Blue Juliette has captured another admirer…she is pungent and earthy with lots of mushroom and soil flavours on the exterior and an ultra creamy paste that I chose to pair with my fig crackers from The Fine Cheese Co. and Stasis Preserves Black Walnuts in honey. Her craggy, natural rind is unusual to see on a surface ripened, soft cheese but it makes a beautiful addition to a cheese plate that needs some earthy elements. Salt Spring Island Cheese Company has a no nonsense message about their business. “We simply believe that a better kind of food business is one that reflects both good community and good food, as the two frequently go together.” They have been making cheese since 1994 and craft their products from goat and sheep cheese. They are best known for goat chévre that has been molded to look like a créme caramel dessert and available in a variety of flavours ranging from Basil, Chili, Garlic, Lemon, Pepper, and White Truffle. The plain also comes decorated with an edible flower that makes the perfect hostess gift.
Remember what this cheese looks like now…the wedge may not last very long.

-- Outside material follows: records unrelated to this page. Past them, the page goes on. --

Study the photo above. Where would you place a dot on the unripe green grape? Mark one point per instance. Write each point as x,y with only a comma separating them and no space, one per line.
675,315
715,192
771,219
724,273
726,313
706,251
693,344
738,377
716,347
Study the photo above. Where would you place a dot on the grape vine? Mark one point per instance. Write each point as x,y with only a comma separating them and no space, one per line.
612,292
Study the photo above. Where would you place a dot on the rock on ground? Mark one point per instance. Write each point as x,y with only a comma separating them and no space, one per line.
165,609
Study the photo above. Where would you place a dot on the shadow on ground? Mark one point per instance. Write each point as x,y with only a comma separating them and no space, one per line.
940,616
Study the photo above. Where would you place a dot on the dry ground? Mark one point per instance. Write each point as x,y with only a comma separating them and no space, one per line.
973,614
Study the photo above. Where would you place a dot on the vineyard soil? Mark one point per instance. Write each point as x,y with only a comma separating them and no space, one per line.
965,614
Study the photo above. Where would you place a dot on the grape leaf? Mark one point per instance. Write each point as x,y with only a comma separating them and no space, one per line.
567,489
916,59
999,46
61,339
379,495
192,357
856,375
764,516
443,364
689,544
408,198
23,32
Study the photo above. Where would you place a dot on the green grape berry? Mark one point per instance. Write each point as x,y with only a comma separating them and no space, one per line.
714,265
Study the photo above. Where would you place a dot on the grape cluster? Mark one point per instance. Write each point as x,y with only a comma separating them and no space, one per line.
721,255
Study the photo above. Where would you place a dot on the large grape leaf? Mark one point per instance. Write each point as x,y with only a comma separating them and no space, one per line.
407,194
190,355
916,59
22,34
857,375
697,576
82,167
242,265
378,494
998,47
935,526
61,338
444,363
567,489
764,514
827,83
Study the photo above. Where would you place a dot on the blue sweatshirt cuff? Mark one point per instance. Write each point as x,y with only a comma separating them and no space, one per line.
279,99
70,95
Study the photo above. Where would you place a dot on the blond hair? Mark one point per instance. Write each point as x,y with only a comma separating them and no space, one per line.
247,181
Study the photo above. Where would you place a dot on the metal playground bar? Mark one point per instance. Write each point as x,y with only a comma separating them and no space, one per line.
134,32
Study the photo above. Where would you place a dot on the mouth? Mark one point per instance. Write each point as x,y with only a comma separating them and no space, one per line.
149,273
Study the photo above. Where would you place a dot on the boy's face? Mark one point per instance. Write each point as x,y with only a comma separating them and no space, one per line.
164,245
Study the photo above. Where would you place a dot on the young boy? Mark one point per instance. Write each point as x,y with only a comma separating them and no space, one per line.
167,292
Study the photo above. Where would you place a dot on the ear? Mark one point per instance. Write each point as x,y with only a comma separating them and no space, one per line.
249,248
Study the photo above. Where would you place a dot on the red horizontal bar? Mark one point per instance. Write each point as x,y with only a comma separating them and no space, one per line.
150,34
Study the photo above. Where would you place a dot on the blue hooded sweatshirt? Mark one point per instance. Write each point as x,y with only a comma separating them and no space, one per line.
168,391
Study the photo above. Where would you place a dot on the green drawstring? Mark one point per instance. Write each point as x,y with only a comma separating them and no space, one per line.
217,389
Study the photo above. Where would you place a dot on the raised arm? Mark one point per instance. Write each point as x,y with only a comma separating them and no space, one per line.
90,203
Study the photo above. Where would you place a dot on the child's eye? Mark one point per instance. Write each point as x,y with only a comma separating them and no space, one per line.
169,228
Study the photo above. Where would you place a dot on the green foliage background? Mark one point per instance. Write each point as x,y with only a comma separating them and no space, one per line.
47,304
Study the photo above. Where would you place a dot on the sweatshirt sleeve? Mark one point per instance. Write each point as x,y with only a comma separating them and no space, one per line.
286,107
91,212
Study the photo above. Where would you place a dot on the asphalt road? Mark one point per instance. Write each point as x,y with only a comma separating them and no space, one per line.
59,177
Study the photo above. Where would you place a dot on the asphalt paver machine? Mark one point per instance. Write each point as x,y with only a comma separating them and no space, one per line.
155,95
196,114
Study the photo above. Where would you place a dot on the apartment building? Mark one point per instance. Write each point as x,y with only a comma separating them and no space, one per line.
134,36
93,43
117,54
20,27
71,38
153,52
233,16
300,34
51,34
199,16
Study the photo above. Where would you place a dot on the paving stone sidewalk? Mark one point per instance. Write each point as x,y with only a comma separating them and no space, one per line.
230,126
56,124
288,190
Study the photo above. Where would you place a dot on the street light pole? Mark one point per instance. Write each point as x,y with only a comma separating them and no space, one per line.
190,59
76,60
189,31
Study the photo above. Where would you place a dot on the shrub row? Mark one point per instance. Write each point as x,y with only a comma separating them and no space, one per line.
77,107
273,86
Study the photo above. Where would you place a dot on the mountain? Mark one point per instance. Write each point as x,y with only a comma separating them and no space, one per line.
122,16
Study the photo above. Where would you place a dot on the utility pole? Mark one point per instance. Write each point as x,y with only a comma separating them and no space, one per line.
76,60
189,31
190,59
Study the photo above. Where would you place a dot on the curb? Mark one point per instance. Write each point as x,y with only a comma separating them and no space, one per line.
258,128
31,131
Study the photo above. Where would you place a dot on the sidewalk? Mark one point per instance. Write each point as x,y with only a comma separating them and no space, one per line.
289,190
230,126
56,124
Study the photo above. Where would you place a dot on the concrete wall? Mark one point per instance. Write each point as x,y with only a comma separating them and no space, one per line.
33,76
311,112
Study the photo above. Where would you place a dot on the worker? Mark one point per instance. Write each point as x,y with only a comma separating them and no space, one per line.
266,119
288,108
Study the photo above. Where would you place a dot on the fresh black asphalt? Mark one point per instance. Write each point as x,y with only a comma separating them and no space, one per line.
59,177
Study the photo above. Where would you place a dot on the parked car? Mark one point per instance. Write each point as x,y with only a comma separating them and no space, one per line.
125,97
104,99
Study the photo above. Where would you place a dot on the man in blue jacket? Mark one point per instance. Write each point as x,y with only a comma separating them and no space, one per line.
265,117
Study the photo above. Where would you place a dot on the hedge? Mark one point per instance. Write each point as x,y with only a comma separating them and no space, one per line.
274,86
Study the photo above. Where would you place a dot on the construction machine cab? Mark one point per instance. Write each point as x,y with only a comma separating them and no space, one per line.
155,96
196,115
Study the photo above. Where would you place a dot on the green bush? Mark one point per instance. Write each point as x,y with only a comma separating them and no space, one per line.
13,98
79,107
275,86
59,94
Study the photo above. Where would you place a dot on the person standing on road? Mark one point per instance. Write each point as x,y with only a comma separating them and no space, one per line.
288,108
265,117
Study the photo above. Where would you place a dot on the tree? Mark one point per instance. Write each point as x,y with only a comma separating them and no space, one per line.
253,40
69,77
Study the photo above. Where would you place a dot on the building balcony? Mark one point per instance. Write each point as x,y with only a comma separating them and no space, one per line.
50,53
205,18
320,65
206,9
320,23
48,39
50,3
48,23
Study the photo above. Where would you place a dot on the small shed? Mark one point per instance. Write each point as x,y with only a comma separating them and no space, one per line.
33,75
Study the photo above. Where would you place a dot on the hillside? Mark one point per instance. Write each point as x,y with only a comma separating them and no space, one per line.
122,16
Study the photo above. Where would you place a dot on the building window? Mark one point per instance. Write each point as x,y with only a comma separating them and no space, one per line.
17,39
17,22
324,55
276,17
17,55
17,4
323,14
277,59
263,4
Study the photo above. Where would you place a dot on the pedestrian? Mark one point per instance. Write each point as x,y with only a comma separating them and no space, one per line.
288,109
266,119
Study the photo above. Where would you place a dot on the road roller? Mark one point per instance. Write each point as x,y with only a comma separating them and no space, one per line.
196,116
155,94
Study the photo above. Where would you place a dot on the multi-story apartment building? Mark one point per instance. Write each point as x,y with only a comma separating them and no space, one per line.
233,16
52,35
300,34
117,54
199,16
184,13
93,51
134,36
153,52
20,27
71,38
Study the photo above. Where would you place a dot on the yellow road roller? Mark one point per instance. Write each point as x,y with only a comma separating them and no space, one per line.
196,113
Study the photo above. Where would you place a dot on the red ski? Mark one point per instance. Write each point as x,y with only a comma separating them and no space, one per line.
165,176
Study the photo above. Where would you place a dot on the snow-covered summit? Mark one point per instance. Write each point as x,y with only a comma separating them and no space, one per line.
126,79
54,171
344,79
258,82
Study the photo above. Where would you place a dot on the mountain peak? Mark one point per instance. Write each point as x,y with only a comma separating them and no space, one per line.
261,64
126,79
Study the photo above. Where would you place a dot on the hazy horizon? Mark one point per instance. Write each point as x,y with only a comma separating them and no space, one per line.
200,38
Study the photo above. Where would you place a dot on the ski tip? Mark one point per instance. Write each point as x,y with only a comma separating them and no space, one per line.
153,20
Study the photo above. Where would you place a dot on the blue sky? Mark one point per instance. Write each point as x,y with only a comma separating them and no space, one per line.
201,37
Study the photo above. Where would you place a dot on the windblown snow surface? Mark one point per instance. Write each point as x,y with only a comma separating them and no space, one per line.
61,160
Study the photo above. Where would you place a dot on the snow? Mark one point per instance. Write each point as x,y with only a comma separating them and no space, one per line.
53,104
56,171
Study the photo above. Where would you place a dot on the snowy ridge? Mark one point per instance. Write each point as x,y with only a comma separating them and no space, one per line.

With a natural craggy rind and a contrasting ivory paste, Tomme du Haut-Richelieu is a knockout on a cheese plate. It boasts a barnyard aroma and the primary taste is a sure bet that it’s a goat cheese, however, people who do not like goat won’t be able to resist this one…The paste is rich and milky, melting easily in the mouth. The finish is short, fresh and grassy.
This is the second cheese I have profiled from Fritz Kaiser. His ability to make his cheese consistent and uniform each time makes it easy to buy.
Pair with a wheat beer or pilsner on the patio.